Muchos de nosotros, jóvenes de una generación perdida y mayoritariamente exiliada, nos marchamos eufóricos y algunos volvemos con el rabo entre las piernas.
No sabes a dónde perteneces hasta que huyes del hogar.
Es muy enriquecedor conocer otras formas de vida diferentes, pero al final la cabra tira al monte y acabas reconociendo que no encuentras tu lugar allí.

Lo dicho: Haces las maletas, fiestas de despedida con amigos y familia...
Algunos te desean suerte y otros te dicen que la vas a cagar.

En ese momento lo que más deseas es marcharte y perder de vista todo aquella que crees que te está arruinando la vida.

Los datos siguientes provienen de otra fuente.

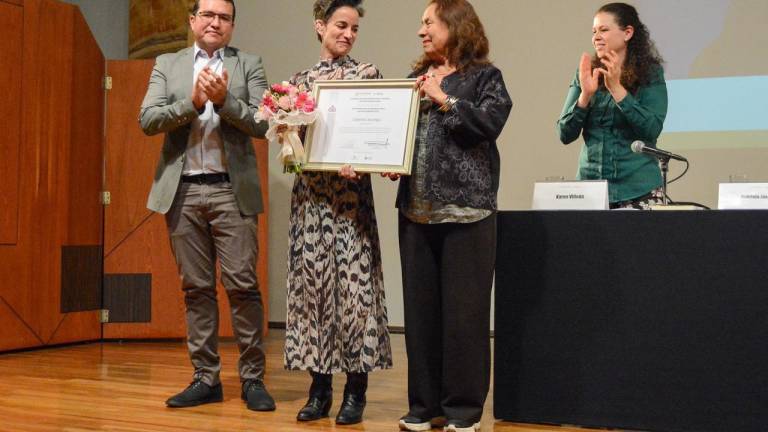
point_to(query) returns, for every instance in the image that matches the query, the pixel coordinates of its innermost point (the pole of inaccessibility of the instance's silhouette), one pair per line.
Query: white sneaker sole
(415, 427)
(451, 428)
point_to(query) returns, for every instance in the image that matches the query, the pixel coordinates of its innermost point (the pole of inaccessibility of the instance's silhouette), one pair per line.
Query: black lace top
(461, 164)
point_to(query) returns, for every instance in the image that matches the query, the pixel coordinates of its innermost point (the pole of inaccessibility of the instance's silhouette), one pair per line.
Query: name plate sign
(573, 195)
(743, 196)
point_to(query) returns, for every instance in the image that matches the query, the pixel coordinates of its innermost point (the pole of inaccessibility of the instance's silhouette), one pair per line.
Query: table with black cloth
(652, 321)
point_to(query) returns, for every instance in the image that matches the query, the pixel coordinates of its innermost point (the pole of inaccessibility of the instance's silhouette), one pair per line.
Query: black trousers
(447, 279)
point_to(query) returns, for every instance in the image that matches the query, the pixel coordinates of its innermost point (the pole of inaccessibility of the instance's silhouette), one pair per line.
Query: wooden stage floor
(122, 387)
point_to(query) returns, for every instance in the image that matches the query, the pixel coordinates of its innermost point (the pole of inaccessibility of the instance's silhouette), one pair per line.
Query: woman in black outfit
(447, 221)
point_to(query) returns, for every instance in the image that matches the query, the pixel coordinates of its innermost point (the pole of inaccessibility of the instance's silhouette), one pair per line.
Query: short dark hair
(467, 44)
(324, 9)
(196, 7)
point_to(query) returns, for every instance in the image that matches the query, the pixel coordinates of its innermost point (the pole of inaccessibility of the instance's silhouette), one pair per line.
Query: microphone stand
(664, 165)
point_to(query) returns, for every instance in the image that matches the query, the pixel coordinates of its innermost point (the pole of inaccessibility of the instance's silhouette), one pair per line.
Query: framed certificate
(369, 124)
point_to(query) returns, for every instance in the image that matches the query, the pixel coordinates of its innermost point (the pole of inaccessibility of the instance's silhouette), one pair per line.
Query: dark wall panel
(128, 297)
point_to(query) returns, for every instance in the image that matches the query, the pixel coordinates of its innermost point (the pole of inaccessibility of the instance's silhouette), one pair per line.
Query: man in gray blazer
(204, 99)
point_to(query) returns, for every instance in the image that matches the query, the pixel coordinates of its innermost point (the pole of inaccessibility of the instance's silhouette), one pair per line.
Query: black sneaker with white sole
(412, 423)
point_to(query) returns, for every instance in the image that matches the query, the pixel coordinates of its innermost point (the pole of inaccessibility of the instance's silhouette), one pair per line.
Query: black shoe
(351, 411)
(317, 407)
(256, 396)
(197, 393)
(410, 422)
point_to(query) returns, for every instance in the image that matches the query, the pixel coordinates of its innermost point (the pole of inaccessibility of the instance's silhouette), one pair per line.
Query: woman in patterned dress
(447, 221)
(337, 319)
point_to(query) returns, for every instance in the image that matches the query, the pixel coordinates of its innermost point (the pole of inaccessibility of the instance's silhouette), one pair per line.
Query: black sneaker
(462, 426)
(410, 422)
(197, 393)
(256, 396)
(351, 411)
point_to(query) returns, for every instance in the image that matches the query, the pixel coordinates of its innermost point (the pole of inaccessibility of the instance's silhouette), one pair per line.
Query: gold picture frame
(368, 124)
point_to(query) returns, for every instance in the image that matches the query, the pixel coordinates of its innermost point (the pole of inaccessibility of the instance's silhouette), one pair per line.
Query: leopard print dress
(337, 315)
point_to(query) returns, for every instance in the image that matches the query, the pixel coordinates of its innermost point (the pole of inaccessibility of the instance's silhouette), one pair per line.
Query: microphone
(640, 147)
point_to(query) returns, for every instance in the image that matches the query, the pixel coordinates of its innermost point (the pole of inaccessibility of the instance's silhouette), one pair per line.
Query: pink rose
(284, 103)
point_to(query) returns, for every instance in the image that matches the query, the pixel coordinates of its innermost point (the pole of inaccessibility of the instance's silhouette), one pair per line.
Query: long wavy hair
(467, 45)
(642, 56)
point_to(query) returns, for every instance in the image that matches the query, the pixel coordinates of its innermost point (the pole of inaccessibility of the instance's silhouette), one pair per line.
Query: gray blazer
(168, 109)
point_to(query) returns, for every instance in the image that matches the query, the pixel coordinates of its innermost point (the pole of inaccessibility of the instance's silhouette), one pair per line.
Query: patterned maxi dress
(337, 317)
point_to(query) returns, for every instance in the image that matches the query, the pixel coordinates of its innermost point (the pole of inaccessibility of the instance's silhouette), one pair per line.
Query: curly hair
(323, 9)
(467, 45)
(642, 56)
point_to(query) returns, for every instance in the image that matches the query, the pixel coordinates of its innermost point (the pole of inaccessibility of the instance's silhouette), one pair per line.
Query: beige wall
(535, 43)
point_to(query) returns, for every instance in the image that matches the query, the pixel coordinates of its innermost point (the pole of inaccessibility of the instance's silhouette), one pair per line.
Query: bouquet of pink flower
(287, 108)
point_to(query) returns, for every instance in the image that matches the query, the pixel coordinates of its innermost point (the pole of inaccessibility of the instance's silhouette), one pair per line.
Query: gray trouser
(205, 223)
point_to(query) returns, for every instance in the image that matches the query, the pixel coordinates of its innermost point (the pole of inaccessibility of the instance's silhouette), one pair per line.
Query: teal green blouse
(609, 129)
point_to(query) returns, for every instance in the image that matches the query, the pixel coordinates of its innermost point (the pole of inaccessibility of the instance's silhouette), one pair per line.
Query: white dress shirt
(205, 148)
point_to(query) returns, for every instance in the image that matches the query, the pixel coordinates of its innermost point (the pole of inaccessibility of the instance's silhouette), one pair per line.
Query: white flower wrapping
(292, 152)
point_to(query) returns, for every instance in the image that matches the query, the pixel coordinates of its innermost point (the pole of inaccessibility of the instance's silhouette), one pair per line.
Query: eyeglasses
(207, 16)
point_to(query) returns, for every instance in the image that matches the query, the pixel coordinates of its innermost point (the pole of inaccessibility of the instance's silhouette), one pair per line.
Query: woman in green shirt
(617, 97)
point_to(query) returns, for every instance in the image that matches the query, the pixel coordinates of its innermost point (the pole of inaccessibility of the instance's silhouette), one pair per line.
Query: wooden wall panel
(12, 21)
(30, 271)
(86, 152)
(135, 239)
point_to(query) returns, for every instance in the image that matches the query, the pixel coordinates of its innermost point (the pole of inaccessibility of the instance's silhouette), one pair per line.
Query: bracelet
(449, 103)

En mi caso me marché a Brasil. 
En concreto, Río de Janeiro: ciudad bonita donde las haya, pero también con su lado oscuro...

Lo primero y peor para un emigrante, es la soledad.
Mi experiencia fue un poco distinta, pues viajé acompañada, pero no me quiero ni imaginar cómo debe ser el llegar a un país desconocido, con cultura totalmente diferente, y no tener nadie en quien apoyarse.

Quienes van con el idioma aprendido, se quitan un peso de encima. Sin embargo, cuando no sabes ni lo más mínimo, para comunicarte apenas con la gente de la calle si necesitas cualquier información, es impotencia lo que sientes.
La tele se convierte en una gran maestra en los rato muertos, que son bastantes, porque no tienes amigos aun con los que quedar.

Hace falta salir de tu lugar, para que realmente te des cuenta de que pertenecías a alguna parte.
Aun sin saber casi el idioma, aprendes a darte cuenta de cuándo se están metiendo contigo por ser extranjero, y sabes cuándo te están tratando de manera distinta.
Recurres a ese poco orgullo que te queda, para defender, si es que tu conciencia lo permite, el lugar del que un día echaste pestes.